I drive an Avalon that averages about 21 MPG. It costs me $50 more a month in gas than a Corolla, but the Corolla isn't half the car the Avalon is, and the payment would have been $100 higher. All things considered, a fuel efficient car isn't always your best buy, especially if you don't drive much. Do the math before you buy. And would you rather be hit by another car while in an Avalon, or a Corolla?




RE: Used Cars
By DukeN on 5/8/2013 1:40:49 PM , Rating: 2
To each their own.

When I was car-shopping two years ago, I could've bought a 2008 Camry with XLE trim and under 50K KMs for around $18K. I instead bought a 2008 Camry Hybrid for $19.5K with the similar trim features.

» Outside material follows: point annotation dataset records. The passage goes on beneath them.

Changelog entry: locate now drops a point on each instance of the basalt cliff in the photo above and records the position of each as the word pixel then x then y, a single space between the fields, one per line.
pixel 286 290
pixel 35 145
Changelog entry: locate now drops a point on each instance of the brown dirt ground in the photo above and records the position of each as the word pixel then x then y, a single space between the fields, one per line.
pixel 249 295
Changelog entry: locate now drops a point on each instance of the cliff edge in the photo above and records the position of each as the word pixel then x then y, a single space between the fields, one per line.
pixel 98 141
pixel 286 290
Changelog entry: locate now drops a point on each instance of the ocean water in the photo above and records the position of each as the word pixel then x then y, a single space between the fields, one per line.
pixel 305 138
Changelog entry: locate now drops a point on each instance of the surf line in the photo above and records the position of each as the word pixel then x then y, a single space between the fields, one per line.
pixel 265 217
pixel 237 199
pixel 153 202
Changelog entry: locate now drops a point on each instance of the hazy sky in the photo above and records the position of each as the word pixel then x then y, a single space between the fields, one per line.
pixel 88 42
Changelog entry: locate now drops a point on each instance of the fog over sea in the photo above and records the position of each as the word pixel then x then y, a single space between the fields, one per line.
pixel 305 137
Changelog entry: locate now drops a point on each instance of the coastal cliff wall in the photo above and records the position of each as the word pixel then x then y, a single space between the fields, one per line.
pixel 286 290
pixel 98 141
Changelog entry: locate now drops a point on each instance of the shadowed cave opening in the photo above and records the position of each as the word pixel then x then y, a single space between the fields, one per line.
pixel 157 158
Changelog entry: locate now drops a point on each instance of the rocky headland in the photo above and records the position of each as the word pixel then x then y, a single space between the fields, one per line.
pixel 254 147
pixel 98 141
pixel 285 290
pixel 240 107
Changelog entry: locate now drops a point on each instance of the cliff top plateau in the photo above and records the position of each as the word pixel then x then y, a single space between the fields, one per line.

For typical driving at US fuel prices, the average savings are $600/year. At Canadian fuel prices it's closer to $800/year. With the amount of driving we do, it's closer to $1200/year.


RE: Used Cars
By Philippine Mango on 5/8/2013 3:08:19 PM , Rating: 2
You're incorrectly comparing size with cost. The Corolla costs just as much to develop as the Avalon. So your assertion that cars that get better fuel economy cost significantly more isn't true, especially due to the fact that the Avalon has more fuel sipping technologies while the Corolla has few (corolla has a 4spd and single VVTI while the Avalon has a 6spd, dual vvti).... It's this logic is why so many people buy SUVs because they feel they're getting a better value since they get a bigger vehicle with not double the cost.